Stanly YMCA partners with Sailfish Aquatics, Pfeiffer swimming
An upcoming meeting for parents marks a new change for the Stanly County Family YMCA’s swim program.
An information meeting will be conducted at the YMCA at 6:30 p.m. Tuesday to allow parents to hear more about the new team and partnerships.
A recent letter sent to parents of the Y’s competitive swim programs from YMCA director George Crooker detailed the changes. In the letter, Crooker said a parents group approached him about “alternative coaching situations including consistency, organization and the possibility of a full time swim coach.”
The letter also states on Aug. 20 the Stanly Y will partner with Sailfish Aquatics and Pfeiffer University to “create a new competitive swimming experience in Stanly County.”
Former coach Hannah Hawkins who coached a team combining swimmers from the YMCAs in Stanly and Rowan, was mentioned by Crooker in the letter.
“I would like to thank Coach Hannah Hawkins for her hard work, effort and support for our swim team over the years. I find her to be an excellent coach, and an even better person,” the letter read.
Crooker said the YMCA was “looking for the best opportunity possible for our youth…there is tremendous room for growth in the program.” He also said he was “excited for what (the partnership) can bring to the community.”
One of the YMCA’s board members, Kelley Huff, has a long history in being involved with competitive swimming.
Huff said she wished her children, who are now adults, could have had the chance to swim with the new team.

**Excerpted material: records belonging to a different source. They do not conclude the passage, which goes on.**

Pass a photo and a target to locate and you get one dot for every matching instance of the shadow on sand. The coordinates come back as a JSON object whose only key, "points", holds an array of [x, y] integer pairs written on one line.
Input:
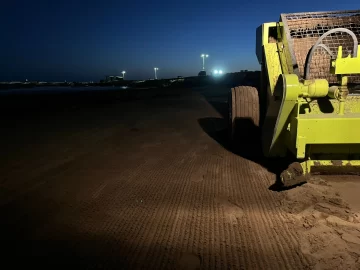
{"points": [[248, 143]]}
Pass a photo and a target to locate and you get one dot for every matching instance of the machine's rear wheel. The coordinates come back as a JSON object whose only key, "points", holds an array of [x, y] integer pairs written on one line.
{"points": [[244, 116]]}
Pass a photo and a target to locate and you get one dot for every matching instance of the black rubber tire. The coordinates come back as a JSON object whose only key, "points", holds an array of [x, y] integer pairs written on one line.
{"points": [[244, 118]]}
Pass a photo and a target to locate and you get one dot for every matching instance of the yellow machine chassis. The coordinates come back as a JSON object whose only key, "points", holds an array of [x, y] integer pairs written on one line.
{"points": [[294, 121]]}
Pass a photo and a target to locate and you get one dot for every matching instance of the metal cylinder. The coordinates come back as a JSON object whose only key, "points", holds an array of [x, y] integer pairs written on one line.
{"points": [[317, 88], [333, 92]]}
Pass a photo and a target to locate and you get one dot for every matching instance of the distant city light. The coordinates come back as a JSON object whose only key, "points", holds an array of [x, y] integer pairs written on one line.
{"points": [[203, 57], [218, 72]]}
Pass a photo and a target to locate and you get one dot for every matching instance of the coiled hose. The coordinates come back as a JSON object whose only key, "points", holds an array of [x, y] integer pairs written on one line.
{"points": [[317, 44]]}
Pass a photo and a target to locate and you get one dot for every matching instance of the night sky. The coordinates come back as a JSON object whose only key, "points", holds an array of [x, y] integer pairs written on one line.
{"points": [[86, 40]]}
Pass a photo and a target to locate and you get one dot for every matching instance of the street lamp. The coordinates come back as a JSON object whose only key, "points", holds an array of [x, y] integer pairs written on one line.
{"points": [[204, 56]]}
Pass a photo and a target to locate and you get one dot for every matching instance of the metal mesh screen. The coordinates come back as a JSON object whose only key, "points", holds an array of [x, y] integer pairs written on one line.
{"points": [[304, 29]]}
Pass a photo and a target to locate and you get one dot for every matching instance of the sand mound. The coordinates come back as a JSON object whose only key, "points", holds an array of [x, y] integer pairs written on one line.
{"points": [[328, 229]]}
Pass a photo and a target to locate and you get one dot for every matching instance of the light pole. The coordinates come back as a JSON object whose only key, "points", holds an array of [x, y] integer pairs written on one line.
{"points": [[203, 56]]}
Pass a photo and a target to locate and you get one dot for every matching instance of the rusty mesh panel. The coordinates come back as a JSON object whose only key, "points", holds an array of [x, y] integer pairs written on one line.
{"points": [[304, 29]]}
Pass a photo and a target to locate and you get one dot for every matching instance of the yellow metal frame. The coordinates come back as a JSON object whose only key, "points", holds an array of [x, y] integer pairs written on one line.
{"points": [[293, 124], [307, 165], [346, 65]]}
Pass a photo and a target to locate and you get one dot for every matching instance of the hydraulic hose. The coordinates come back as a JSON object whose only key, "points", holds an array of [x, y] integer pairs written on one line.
{"points": [[317, 44]]}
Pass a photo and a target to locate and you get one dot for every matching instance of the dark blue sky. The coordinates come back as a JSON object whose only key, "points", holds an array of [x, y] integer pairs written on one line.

“This will give more children an opportunity to swim in two pools…it warms my heart and gives me cold chills. This program has an opportunity to grow,” Huff said.
Sailfish Aquatics is a 501 (c)(3) non-profit organization based in Concord. Sailfish has around 280 swimmers in two locations, according to program director Hubert Williams. One is at the Cannon Memorial YMCA in Concord while the other is at the Huntersville Family Fitness & Aquatics. It is a member of USA Swimming, the national governing body for the sport.
Williams said he was excited about Stanly’s YMCA as the organization’s third location and was “pretty excited about the opportunities out there.”
Sailfish’s mission, Williams said, is “building excellence in youth and community through competitive swimming” as stated on the group’s website.
“Swimmers are given an opportunity to give back to the community, whether in the Y or the local community. We make it part of the program,” Williams said.
The group competes in nine to 10 meets throughout North Carolina, South Carolina and Georgia, Williams explained. This will give Stanly swimmers more chances to swim in much “broader, competitive meets.”
Many of the staff of Sailfish, Williams said, are experienced, full-time coaches who coach swimming as a career “and not a side job.”
One focus of the new team and its association with Sailfish will be to work with swimmers in high school programs.
“We have a distinct training program for high schoolers,” Williams said. In the past four or five seasons, one Sailfish swimmer has won a medal at the NCHSAA’s annual state meets.
“We are proud of the fact and we anticipate the same next year. Our goal is to have someone (to do the same) from Stanly, if not next year, in a few years. They will be at the same level,” Williams said.
He has previously worked with Pfeiffer’s swim coach, Alex de la Pena, which would continue in the future with the new Stanly team. The partnership with Pfeiffer gives swimmers two pools in Stanly at which to train.
Williams said Pena and himself are like-minded in terms of coaching swimming, and working with Pfeiffer “is a perfect fit.” He added swimmers will be able to compete year-round and Pena will lend his expertise to both the Stanly YMCA team and the Sailfish programs.
“We’ve been around the block a few times; it’s a win-win for Pfeiffer, us and the community,” Williams said.
He said he was proud Sailfish was community-based and added his vision for Stanly was to impact the youth positively. Williams added they are “growing strong young adults who just happen to swim.”